Lack of Funds Stalls Distribution of Malaria Center Nets

A recent donation of mosquito nets to the National Malaria Center should help the center reach its goal of distributing 200,000 nets by year’s end.

But limited funding may keep many nets from reaching thousands of Cambodians, leaving them to fend off malaria on their own.

At least 50,000 mosquito nets stored at the National Malaria Center and provincial health care centers nationwide cannot be distributed to the people that need them due to limited funding, center Director Dr Duong Socheat said last week.

“We have the nets. But once they’re sent to provincial health centers. They’re not distributed,” Duong Socheat said.

The cost of transportation, fuel and per diem salaries is too great for the limited budget provided by the Ministry of Health, he said.

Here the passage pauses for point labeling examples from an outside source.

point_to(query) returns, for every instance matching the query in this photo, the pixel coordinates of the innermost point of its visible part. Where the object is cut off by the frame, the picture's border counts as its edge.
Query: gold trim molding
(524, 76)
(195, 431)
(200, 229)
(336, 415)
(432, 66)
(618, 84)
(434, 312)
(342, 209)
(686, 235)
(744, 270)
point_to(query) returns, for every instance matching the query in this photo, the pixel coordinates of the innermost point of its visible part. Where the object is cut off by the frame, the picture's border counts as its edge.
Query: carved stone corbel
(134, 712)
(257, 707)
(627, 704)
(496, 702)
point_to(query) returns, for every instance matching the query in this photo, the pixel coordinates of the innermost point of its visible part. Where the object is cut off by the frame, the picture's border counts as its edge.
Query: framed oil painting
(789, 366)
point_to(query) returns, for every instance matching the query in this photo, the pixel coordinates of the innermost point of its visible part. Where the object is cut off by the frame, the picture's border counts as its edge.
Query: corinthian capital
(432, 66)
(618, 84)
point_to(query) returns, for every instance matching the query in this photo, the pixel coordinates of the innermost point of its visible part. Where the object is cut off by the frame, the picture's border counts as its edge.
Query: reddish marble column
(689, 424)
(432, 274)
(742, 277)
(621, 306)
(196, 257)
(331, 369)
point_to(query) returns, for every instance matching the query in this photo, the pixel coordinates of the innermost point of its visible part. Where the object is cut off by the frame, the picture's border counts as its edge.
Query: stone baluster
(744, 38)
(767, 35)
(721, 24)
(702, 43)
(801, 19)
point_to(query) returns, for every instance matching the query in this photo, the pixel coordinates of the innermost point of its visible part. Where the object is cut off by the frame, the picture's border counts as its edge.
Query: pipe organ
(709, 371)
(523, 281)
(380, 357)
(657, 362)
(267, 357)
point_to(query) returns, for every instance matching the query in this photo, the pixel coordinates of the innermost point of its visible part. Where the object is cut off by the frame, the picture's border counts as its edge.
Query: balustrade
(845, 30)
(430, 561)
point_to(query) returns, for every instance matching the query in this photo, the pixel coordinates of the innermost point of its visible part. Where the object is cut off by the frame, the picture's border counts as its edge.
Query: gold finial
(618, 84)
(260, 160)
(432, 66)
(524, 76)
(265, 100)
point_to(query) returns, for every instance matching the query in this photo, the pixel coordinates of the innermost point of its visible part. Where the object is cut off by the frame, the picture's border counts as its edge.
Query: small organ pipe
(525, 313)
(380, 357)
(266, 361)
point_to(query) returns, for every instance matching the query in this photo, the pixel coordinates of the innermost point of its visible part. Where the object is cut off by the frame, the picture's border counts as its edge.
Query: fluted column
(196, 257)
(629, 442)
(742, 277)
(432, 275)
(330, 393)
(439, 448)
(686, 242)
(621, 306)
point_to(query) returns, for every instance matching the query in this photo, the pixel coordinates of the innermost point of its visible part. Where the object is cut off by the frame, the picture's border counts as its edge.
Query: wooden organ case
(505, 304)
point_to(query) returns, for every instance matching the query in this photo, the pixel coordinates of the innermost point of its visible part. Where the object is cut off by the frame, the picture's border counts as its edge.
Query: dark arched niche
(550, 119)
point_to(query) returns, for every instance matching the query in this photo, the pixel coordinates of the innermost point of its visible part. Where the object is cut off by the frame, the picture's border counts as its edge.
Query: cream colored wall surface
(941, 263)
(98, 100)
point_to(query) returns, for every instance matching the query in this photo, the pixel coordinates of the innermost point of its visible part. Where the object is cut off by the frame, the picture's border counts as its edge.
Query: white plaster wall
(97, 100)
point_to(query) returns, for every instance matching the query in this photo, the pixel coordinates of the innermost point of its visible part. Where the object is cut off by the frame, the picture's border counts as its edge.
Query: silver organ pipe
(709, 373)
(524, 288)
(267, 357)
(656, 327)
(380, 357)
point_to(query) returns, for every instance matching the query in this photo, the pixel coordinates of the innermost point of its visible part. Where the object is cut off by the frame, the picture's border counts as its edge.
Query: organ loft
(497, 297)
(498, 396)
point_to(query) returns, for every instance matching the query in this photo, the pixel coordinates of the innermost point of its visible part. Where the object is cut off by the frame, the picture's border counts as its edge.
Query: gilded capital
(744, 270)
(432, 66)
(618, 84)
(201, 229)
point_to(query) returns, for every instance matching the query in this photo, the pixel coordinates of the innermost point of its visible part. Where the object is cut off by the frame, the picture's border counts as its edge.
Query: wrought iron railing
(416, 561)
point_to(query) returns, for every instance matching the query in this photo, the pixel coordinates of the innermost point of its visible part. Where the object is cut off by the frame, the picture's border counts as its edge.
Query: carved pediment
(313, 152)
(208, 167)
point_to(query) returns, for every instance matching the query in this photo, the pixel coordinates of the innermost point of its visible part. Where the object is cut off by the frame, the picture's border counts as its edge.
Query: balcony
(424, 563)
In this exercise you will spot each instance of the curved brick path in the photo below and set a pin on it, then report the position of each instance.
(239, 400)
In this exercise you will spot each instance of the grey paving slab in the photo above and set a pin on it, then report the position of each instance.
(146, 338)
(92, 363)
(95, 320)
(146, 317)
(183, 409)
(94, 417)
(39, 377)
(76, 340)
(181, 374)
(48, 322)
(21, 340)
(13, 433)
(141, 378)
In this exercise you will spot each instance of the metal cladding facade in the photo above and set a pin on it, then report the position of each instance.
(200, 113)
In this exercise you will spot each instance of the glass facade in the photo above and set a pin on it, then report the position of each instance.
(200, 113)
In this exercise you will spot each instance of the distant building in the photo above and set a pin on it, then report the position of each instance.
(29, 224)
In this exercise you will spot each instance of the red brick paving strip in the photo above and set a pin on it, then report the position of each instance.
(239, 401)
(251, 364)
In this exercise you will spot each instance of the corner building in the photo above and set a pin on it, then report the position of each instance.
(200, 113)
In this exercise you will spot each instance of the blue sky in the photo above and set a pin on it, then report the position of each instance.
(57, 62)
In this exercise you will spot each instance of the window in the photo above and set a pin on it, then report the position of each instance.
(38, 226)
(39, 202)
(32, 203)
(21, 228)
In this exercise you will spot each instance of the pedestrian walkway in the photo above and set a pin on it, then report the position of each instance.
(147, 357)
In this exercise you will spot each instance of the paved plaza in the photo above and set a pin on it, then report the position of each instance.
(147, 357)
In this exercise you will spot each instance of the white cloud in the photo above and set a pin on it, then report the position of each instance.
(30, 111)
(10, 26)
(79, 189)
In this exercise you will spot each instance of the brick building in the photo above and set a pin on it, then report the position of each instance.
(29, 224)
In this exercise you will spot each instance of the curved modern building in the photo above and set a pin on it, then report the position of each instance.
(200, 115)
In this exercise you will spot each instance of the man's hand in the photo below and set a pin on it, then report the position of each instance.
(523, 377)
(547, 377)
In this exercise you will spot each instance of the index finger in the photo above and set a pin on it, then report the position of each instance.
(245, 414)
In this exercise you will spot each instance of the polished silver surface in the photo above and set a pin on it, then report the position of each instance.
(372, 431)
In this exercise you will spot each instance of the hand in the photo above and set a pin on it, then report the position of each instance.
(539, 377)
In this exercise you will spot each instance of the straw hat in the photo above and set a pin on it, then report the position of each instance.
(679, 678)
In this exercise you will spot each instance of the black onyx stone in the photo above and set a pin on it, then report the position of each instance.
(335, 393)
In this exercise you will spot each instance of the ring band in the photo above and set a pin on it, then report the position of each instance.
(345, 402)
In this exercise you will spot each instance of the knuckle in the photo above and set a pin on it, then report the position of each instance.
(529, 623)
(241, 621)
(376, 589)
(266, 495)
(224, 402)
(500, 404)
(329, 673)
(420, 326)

Now the center is waiting for nearly $10 million from the Global Fund to Fight AIDS, Tuberculosis and Malaria, but only time will tell whether the figures on paper will materialize into tangible support.

Some nets will arrive in villages, however, due to direct distributions from private donors.

A gift of 1,000 mosquito nets and 3,000 bottles of dengue serum was delivered Sunday to residents of Kompong Speu province, thanks to the recent homecoming of Lim Boun Leng, a French Cambodian who runs the Asso­ciation for the Support of Rural Action in France.

Lim Boun Leng was not always in the position to help others.

“When I was young, I was very poor so my family sent me to live with other people. So now I can understand the poor,” Lim Boun Leng said.

The belief that adversity must be overcome and a keen sense of Cambodia’s pained history are today what drive Lim Boun Leng to help Cambodia fight against the ills of poverty.

“The first time I saw the countryside, I was very sad for the people. After that I gave all the money in my pocket to build a school,” he said, referring to a primary school his support helped construct in Kandal province in 1996.

Before he was building schools, Lim Boun Leng was teaching in them.

A member of the Royal University of Phnom Penh’s Faculty of Science, he took a break from academia in April 1975 to join his in-laws on what should have been a short trip to France.

But two weeks after Lim Boun Leng landed in Paris, Khmer Rouge soldiers took control of Phnom Penh, killing his father and some of his seven brothers and sisters.